Kultivasi: Ketika Kamu Melampaui Batas - Chapter 330
Bab 330: 222: Pembantaian Iblis1
Bab 330: Bab 222: Pembantaian Iblis_1
“`
Dalam sekejap, tepat pada saat melihat wujud asli Sang Ibu Buddha Hitam Besar, sensasi yang tak terlukiskan dan menakutkan melanda hati Li Suhong.
Dengan tubuh kaku, gemetar tak terkendali, jelas-jelas menggigil namun tak mampu bergerak, yang bisa dilakukannya hanyalah menyaksikan tanpa daya saat patung Buddha berwajah cekung dan menakutkan itu perlahan-lahan mendekatinya.
Tepat saat itu…
“Ledakan!!!”
Suara gemuruh, seperti guntur yang meledak, mengejutkan segala arah.
Dalam sekejap, kegelapan, seperti gelombang pasang, surut, dan gambar Ibu Buddha Hitam Besar menghilang bersamanya.
Li Suhong, seolah terbangun dari mimpi, matanya dipenuhi kebingungan, lalu mengingat kembali kejadian beberapa saat sebelumnya, dan dengan bayangan Ibu Buddha Hitam Besar muncul kembali di benaknya, wajahnya memucat. Keringat dingin mengalir deras saat ia tanpa sadar jatuh ke tanah, gemetar tanpa henti.
Sementara itu, di luar Keranjang Qianlong.
Gelombang hitam itu menerjang, bagaikan jurang, menggunakan karakter kutukan yang tak terhitung jumlahnya sebagai panduan, terhubung ke tempat yang tidak dikenal satu demi satu.
“Amitabha Amitabha Amitabha!”
“Amitabha Amitabha Amitabha!”
“…”
Nyanyian jahat memenuhi udara, Qi Iblis mendidih, dan potongan-potongan daging yang tak terhitung jumlahnya tumbuh dari pusaran, muncul membentuk tubuh daging yang mengerikan, tanpa kulit tetapi berotot, tanpa tulang tetapi berurat.

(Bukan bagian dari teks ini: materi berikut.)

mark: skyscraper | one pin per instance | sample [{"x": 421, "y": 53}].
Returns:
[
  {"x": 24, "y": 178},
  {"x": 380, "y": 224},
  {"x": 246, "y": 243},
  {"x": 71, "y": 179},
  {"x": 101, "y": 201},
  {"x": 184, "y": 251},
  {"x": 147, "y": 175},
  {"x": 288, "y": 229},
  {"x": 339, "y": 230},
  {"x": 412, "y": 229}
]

Tubuh jasmani itu memiliki delapan lengan, masing-masing memegang artefak magis, perutnya sebesar gendang, dikelilingi oleh bayi-bayi, dan dari tubuhnya tumbuh platform teratai dari daging dan darah yang terhubung dengannya. Di tengah nyanyian yang menyeramkan, secara bertahap tubuh itu diselimuti cahaya keemasan, berubah menjadi tubuh emas.
Dialah Bodhisattva Daging dan Darah, Yang Mulia Surga Kecemburuan — Ibu Buddha Hitam Agung!
Bahkan di Alam Keinginan, dia adalah entitas yang sangat kuat.
Meskipun saat ini bukan wujud aslinya, dia hanyalah Benih Iblis, namun keagungannya sangat besar, dan kehadirannya menakutkan bagi semua makhluk!
Ia hadir di mana-mana, tidak ada yang berada di luar jangkauannya!
Memang, dia bukanlah makhluk yang sangat besar. Bahkan dengan platform teratai dari daging dan darah di bawahnya, tingginya hanya sekitar tiga hingga empat zhang. Namun, aura yang dipancarkannya adalah keagungan dan otoritas yang mengesankan.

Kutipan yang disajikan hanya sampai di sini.